The hands seemed to be actually enjoying this sailing contest. They were light-hearted, revelling in the business of cheating the wind and getting every inch of way out of the Hotspur. It must be quite obvious to them that Loire was gaining in the race, but they did not care; they were laughing and joking as they looked across at her. They had no conception of the danger of the situation, or, rather, they made light of it. The luck of the British navy would save them, or the unhandiness of the French. Or the skill of their captain—without faith in him they would be far more frightened.

Time to go about again and beat towards Ushant. He resumed charge of the ship and turned her about. It was only after the turn was completed that he noted, with satisfaction, that he had forgotten his nervousness in the interest he was taking in the situation.

“We’re closing fast, sir,” said Prowse, gloomy as ever. He had his sextant in his hand and had just finished measuring the angle subtended between the Loire’s masthead and her waterline.

“I can see that for myself, thank you, Mr. Prowse,” snapped Hornblower. For that matter the eye was as trustworthy as any instrumental observation on that heaving sea.

“My duty, sir,” said Prowse.

“I’m glad to see you executing your duty, Mr. Prowse,” said Hornblower. The tone he used was the equivalent of saying, ‘Damn your duty,’ which would have also been contrary to the Articles of War.

Northward the Hotspur held her steady course. A squall engulfed her, blinding her, while the quartermasters juggled desperately at the wheel, allowing her, perforce, to pay off in the worst of the gusts, and putting down the wheel to keep her to the wind when the wind backed a point. The final gust went by, flapping Hornblower’s coat-tails. It whipped the trouser-legs of the quartermasters at the wheel so that a momentary glance would make a stranger believe that, with their swaying arms and wavering legs, they were dancing some strange ritual dance. As ever, when the squall passed on, all eyes not dedicated to present duty turned to leeward to look for the Loire.

“Look at that!” yelled Bush. “Look at that, sir! We’ve fooled him properly!”

Loire had gone about.
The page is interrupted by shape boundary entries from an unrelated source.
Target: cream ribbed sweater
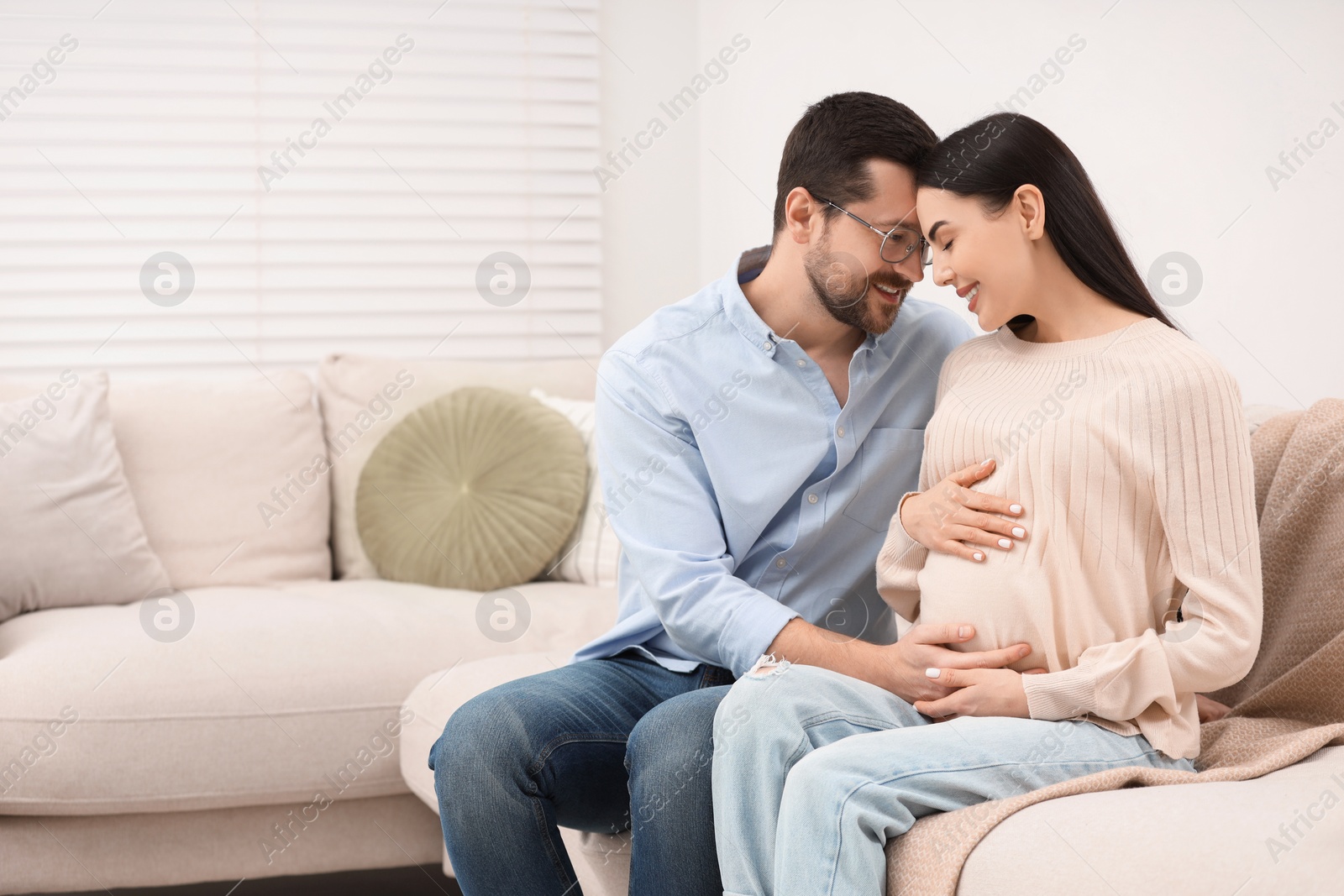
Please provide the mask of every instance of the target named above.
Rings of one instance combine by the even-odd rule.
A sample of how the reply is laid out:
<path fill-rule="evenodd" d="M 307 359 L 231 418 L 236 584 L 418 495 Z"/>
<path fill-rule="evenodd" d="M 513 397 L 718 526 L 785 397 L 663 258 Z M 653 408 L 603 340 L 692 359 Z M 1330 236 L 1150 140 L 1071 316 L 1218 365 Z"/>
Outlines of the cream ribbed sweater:
<path fill-rule="evenodd" d="M 878 591 L 910 622 L 974 623 L 954 649 L 1032 645 L 1012 665 L 1048 670 L 1023 677 L 1032 719 L 1086 717 L 1198 756 L 1195 693 L 1239 681 L 1261 637 L 1236 382 L 1152 317 L 1064 343 L 1004 325 L 943 363 L 919 489 L 989 457 L 973 488 L 1020 501 L 1027 540 L 976 563 L 919 545 L 898 513 Z"/>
There she was, just settling down on the starboard tack. The French captain had been too clever. He had decided that Hotspur would go about when concealed by the squall, and had moved to anticipate her. Hornblower watched the Loire. That French captain must be boiling with rage at having his too-great-cleverness revealed to his ship’s company in this fashion. That might cloud his judgement later. It might make him over-anxious. Even so, he showed little sign of it from here. He had been about to haul his bowlines, but he reached a rapid and sensible decision. To tack again would necessitate standing on for some time on his present course while his ship regained speed and manoeuvrability, so that instead he made use of the turning momentum she still possessed, put up his helm and completed the circle, wearing his ship round so that she momentarily presented her stern to the wind before arriving at last on her original tack again. It was a cool-headed piece of work, making the best of a bad job, but the Loire had lost a good deal of ground.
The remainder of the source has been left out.